La sentencia fue dictada inicialmente por el Tribunal Provincial de Alborz y ratificada por la Corte Suprema tras rechazar los recursos de apelación; además incluyó la confiscación total de los bienes del condenado. Las autoridades señalaron que, siguiendo directrices de la jefatura del Poder Judicial para casos de traición, el proceso desde la detención hasta la ejecución se completó en menos de 50 días.
Según el expediente judicial y las investigaciones técnicas citadas por la agencia Mizan, el acusado habría facilitado información estratégica y coordenadas geográficas precisas sobre instalaciones de la industria de defensa a redes hostiles vinculadas a Washington y Tel Aviv.

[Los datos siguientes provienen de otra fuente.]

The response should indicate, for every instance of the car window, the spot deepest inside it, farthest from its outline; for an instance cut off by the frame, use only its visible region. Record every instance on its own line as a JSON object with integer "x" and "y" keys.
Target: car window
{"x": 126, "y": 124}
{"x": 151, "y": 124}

Las pruebas apuntan a que envió al menos ocho mensajes con ubicaciones críticas de plantas productoras de componentes militares.
La Fiscalía indicó que, en una de las comunicaciones interceptadas dirigida a agentes de una red satelital extranjera, Kian habría mencionado explícitamente al primer ministro israelí y pidió a sus contactos que “informaran del asunto a Bibi” (apodo de Benjamin Netanyahu).
En su declaración ante el tribunal, el acusado admitió haber establecido comunicación con esa plataforma y haber recibido un canal privado y seguro para la transmisión de los datos confidenciales.
Peritajes forenses habrían confirmado el impacto directo del presunto espionaje en la seguridad nacional: una de las instalaciones cuya ubicación fue revelada por Kian resultó totalmente destruida en un ataque enemigo apenas tres días después del envío del mensaje.
El tribunal justificó la pena máxima aplicando el artículo 1 de la Ley sobre el aumento de las penas por espionaje y cooperación con regímenes hostiles contra la seguridad y los intereses nacionales.
El sitio web del poder judicial reiteró que la ejecución tuvo lugar “menos de 50 días” después de la detención y confirmó la confiscación de los bienes del ejecutado.
Organizaciones de derechos humanos, como Amnistía Internacional, sitúan a Irán como el segundo país con mayor número de ejecuciones en el mundo, después de China.
El jueves anterior, Irán ejecutó a dos hombres condenados por rebelión armada y por pertenencia a lo que las autoridades calificaron como “grupos terroristas separatistas”, expresión que suele emplearse para referirse a grupos kurdos iraníes con base en la región del Kurdistán iraquí.